The veneration of relics after all, is what prompted Luther to post his 95 thesis on the wall of the Wittenburg Castle church in 1517, and it has been the source of anti-Catholic snark every since. I suppose to a polemicist like  Hitchens,  describing veneration in a term normally used for sexual desire (and a perverse one at that) is natural.  But, had Hitchens been writing about the Mexican heroes, I doubt he’d have used the same phrasing.
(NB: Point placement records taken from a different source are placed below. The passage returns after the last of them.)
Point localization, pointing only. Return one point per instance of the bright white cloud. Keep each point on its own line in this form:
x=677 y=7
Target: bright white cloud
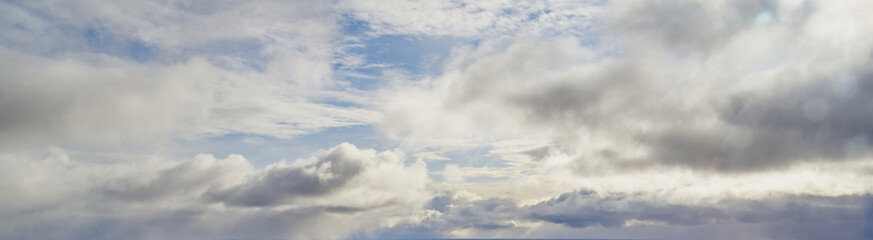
x=633 y=119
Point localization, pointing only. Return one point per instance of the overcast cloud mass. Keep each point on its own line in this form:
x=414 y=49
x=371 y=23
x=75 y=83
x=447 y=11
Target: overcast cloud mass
x=399 y=119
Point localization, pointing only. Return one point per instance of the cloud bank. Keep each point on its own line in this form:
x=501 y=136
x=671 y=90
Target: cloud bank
x=680 y=119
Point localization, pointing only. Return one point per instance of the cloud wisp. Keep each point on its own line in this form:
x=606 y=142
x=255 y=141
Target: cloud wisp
x=680 y=119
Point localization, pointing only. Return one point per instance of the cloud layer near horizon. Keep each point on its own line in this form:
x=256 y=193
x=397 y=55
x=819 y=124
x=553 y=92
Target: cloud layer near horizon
x=668 y=119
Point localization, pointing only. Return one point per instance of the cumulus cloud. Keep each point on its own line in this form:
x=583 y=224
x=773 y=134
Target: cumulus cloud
x=731 y=95
x=205 y=197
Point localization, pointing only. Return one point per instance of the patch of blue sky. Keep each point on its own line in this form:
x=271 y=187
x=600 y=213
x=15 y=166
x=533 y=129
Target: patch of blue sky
x=263 y=150
x=232 y=54
x=414 y=55
x=477 y=157
x=102 y=41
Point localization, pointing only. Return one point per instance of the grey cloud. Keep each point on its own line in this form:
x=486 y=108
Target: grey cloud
x=686 y=26
x=277 y=184
x=57 y=196
x=824 y=119
x=585 y=209
x=778 y=217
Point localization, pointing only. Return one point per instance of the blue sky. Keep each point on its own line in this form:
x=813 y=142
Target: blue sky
x=405 y=119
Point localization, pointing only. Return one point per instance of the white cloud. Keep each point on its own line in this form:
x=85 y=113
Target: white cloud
x=199 y=198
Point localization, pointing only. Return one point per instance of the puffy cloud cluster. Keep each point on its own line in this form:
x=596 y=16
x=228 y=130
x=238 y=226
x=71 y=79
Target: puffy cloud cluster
x=642 y=216
x=729 y=86
x=344 y=190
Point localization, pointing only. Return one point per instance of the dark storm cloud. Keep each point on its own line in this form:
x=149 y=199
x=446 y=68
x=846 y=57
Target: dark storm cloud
x=825 y=119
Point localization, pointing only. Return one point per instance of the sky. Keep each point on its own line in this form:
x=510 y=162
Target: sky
x=401 y=119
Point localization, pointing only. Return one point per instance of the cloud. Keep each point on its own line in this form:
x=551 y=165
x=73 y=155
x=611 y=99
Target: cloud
x=151 y=197
x=475 y=19
x=778 y=217
x=730 y=96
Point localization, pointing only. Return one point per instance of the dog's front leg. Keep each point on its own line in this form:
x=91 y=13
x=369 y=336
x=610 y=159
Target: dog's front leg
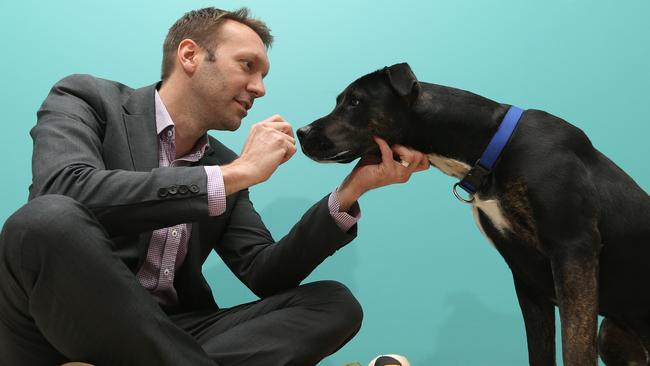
x=576 y=286
x=539 y=318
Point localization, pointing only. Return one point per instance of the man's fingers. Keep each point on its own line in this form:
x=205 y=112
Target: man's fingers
x=278 y=123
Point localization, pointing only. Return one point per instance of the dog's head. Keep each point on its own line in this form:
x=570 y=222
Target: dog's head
x=379 y=104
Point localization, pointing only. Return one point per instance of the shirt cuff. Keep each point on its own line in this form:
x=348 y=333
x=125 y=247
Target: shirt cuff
x=216 y=190
x=344 y=220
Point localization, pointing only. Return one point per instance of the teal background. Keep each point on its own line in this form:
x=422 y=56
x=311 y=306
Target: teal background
x=432 y=287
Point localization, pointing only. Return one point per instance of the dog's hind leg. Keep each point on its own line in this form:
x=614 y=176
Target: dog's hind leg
x=539 y=318
x=618 y=347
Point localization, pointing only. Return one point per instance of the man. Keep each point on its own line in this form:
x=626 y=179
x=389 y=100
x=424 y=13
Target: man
x=130 y=195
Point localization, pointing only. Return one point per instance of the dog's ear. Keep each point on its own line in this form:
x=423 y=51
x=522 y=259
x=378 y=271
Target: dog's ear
x=402 y=79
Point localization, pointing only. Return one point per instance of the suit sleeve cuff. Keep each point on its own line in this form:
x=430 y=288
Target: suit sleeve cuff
x=216 y=190
x=344 y=220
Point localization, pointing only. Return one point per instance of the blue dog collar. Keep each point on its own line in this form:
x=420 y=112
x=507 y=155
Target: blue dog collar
x=475 y=177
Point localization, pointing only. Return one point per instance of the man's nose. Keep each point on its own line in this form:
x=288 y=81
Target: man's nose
x=256 y=87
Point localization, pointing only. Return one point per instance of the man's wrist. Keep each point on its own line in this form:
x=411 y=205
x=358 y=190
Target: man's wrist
x=348 y=194
x=236 y=177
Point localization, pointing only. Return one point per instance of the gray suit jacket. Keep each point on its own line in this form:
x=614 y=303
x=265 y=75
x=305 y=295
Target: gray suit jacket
x=95 y=141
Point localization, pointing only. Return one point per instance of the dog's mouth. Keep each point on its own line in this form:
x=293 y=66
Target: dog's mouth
x=341 y=157
x=345 y=156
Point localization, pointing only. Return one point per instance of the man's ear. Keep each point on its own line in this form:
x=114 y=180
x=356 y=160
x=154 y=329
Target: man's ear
x=402 y=79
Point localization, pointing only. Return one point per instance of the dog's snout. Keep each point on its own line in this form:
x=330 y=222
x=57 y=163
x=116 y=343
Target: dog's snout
x=303 y=132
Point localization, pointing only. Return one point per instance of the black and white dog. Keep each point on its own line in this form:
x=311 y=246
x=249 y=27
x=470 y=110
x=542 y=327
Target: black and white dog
x=572 y=226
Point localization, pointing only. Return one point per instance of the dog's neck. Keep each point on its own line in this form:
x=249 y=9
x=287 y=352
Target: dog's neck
x=454 y=123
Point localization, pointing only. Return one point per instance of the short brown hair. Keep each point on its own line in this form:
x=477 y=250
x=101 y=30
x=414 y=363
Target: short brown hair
x=200 y=26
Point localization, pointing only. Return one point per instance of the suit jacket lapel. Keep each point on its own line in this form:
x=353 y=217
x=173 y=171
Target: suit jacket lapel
x=140 y=125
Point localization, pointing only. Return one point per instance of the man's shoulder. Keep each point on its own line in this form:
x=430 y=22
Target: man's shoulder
x=90 y=84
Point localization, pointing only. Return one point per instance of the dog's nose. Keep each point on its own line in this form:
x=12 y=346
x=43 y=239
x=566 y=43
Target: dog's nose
x=303 y=132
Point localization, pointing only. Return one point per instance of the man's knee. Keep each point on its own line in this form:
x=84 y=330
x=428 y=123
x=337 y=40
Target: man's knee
x=43 y=221
x=346 y=312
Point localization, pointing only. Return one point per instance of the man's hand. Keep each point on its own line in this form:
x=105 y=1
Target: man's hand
x=369 y=174
x=269 y=144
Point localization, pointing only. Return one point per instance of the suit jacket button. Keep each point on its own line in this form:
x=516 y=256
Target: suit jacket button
x=183 y=189
x=173 y=189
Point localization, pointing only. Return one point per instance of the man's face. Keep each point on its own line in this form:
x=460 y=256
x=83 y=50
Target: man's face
x=227 y=86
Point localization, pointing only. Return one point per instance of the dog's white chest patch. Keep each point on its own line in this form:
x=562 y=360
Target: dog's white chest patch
x=490 y=207
x=492 y=210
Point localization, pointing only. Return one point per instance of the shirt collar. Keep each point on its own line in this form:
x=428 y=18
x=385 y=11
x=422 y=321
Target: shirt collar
x=164 y=120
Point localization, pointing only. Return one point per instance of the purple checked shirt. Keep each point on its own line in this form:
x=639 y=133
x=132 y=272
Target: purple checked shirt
x=168 y=246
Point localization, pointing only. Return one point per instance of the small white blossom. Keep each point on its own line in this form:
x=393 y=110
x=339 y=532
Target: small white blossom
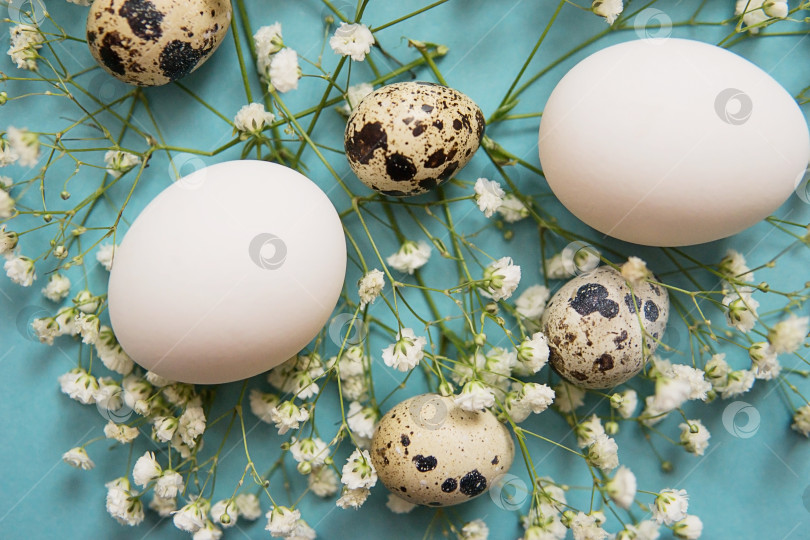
x=105 y=255
x=695 y=443
x=119 y=162
x=622 y=487
x=281 y=521
x=501 y=279
x=398 y=505
x=252 y=118
x=353 y=40
x=20 y=270
x=670 y=505
x=603 y=453
x=370 y=286
x=406 y=353
x=358 y=472
x=77 y=457
x=488 y=196
x=284 y=71
x=609 y=9
x=475 y=396
x=410 y=257
x=787 y=335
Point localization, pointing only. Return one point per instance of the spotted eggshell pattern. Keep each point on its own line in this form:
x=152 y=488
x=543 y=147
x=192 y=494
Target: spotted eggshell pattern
x=428 y=451
x=154 y=42
x=406 y=138
x=593 y=330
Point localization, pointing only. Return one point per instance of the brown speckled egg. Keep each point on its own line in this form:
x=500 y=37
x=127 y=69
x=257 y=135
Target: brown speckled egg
x=593 y=329
x=154 y=42
x=431 y=452
x=406 y=138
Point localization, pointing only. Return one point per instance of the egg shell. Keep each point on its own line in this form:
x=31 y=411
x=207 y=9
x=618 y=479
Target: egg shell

I agree, the idea of looking at bones has limited appeal, but people have been doing that here (and in Mexico, saving the bones of honored enemies as well) for a very long time before Hugo Chavez was thought of.  As I’ve pointed out before, the physicality of death does not shame us, nor is it denied.  In Latin America, the reality of decay and dissolution is accepted, and the fact that any relics exist is something to be cherished.  I don’t read anything into Chavez (who, after all, was the son of Catholic religious teachers and uses explicitly “Catholic” imagery and language in his speeches) overseeing Simon Bolivar’s exhumation — nor of Venezuelan television broadcasting images of Bolivar’s skeleton, any more than I do that of out-of-the-closet Catholic Felipe Calderón undertaking this mass exhumation and exhibition of less intact remains.

One Comment leave one →
  1. 16 August 2010 12:21 pm

    Looking at bones has limited appeal? Maybe. But photographing them has all sorts of appeal! I’m British you see…we get morbidly fascinated by such things. Just look at all the bones and corpses we brought back from Egypt….

    Hopefully it’ll be open on Wednesday morning. And photography will be permitted.